My Australia/Singapore workshop tour is now 40% complete and I have spent a fair amount of time in hotels, airports, and on planes. My companion over the last couple of days is Thomas Friedman’s The World is Flat, the revised 2006 version.
Friedman makes some powerful points about the way the world has changed over the last few years. He describes the way that the international playing field is being flattened, and the way that new models of doing business are springing up.
When Friedman looks at outsourcing he quickly discovers that it is much, much more than exporting metal-bashing and call centres. He points out that India produces 2.5 million graduates a year, and almost 90,000 MBAs. As well as call centres, India is becoming home to software development, R&D, and even outsourced journalism. Friedman reports how financial information company Reuters and moved 350 analyst and journalism jobs from New York and London to India.
Friedman also talks about how jobs are being outsourced from Japan to Dalian in China, an area that is strong in Japanese language skills because of the occupation by Japan of that area in the first half of the 20th Century. China has adopted modernisation in many locations, and is pouring resources into education, science, and growth.

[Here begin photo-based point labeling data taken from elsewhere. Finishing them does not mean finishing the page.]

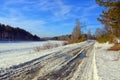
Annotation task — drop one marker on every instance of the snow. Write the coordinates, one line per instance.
(108, 62)
(20, 52)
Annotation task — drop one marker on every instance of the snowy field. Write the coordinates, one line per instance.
(60, 63)
(108, 62)
(14, 53)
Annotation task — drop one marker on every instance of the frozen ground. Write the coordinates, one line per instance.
(108, 62)
(19, 61)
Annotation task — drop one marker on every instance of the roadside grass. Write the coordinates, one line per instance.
(116, 47)
(48, 46)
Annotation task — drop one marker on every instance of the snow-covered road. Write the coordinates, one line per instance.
(62, 63)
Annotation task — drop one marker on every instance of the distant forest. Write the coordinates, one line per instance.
(9, 33)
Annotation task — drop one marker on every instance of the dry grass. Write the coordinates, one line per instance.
(116, 47)
(46, 46)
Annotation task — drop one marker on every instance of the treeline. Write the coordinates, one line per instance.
(110, 17)
(9, 33)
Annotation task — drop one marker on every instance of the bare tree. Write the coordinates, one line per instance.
(77, 31)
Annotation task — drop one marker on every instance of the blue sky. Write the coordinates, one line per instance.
(48, 18)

The book covers a great many other changes, such as technology, open-source software, work-flow, and even the fall of the Berlin Wall, and all of these will have lessons for market researchers to ponder.
However, what struck me was how slowly market research is adopting outsourcing, comparing to other industries. Hospitals are electronically sharing CAT scans with doctors in India, some McDonalds in the US are outsourcing the voice-in-the-box in their drive-ins to other establishments hundreds of miles away, manufacturing and technology is being outsourced to India and China; but we in market research are moving at a snail-like pace.

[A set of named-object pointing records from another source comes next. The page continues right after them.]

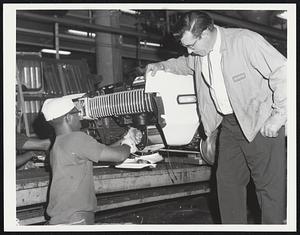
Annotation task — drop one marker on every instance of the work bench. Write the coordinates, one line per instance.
(115, 188)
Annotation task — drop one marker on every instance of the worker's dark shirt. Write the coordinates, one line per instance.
(72, 188)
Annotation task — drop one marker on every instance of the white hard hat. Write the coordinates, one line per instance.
(57, 107)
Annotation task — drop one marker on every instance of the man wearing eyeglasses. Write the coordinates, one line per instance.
(72, 198)
(241, 86)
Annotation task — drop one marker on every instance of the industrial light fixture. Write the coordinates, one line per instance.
(81, 33)
(132, 12)
(153, 44)
(282, 15)
(51, 51)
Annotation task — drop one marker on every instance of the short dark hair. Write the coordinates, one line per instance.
(195, 22)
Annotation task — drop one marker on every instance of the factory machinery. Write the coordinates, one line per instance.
(164, 109)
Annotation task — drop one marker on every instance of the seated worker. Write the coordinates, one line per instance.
(72, 198)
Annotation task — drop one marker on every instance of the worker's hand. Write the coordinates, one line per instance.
(135, 134)
(208, 147)
(154, 68)
(128, 141)
(272, 126)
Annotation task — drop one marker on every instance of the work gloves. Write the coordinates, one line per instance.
(132, 138)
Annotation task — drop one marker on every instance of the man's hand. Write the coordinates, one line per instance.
(135, 135)
(154, 68)
(129, 142)
(272, 126)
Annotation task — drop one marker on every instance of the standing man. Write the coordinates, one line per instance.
(241, 84)
(72, 197)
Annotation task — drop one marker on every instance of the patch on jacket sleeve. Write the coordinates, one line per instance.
(239, 77)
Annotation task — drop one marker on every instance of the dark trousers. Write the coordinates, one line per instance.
(263, 159)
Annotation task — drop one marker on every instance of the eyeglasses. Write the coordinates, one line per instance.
(74, 112)
(79, 113)
(191, 46)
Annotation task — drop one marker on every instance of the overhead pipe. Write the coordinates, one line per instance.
(85, 26)
(259, 28)
(262, 29)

By contrast market research has made very limited progress, mostly in the area of DP and online research. Looking at the speed of change in other markets it is hard to escape the conclusion that over the next 5-10 years there will be a great unravelling. The market research organisation in the near future will have probably outsourced the following:
1) Questionnaire scripting and hosting
2) Data collection
3) Data tables
4) Basic analysis and PowerPoint creation
5) Marketing sciences
6) Accounts, IT, and HR
What will be left? What I hope will be left are the essential core competences of market researchers
a) Understanding clients needs, going beyond what is simply stated in the brief.
b) Understanding what questions to ask which people.
c) Understanding which analysis tools to apply (i.e. to commission).
d) Understand how to change the information in the data to the insight the client needs.
e) Communicating the insight to the client in an actionable way.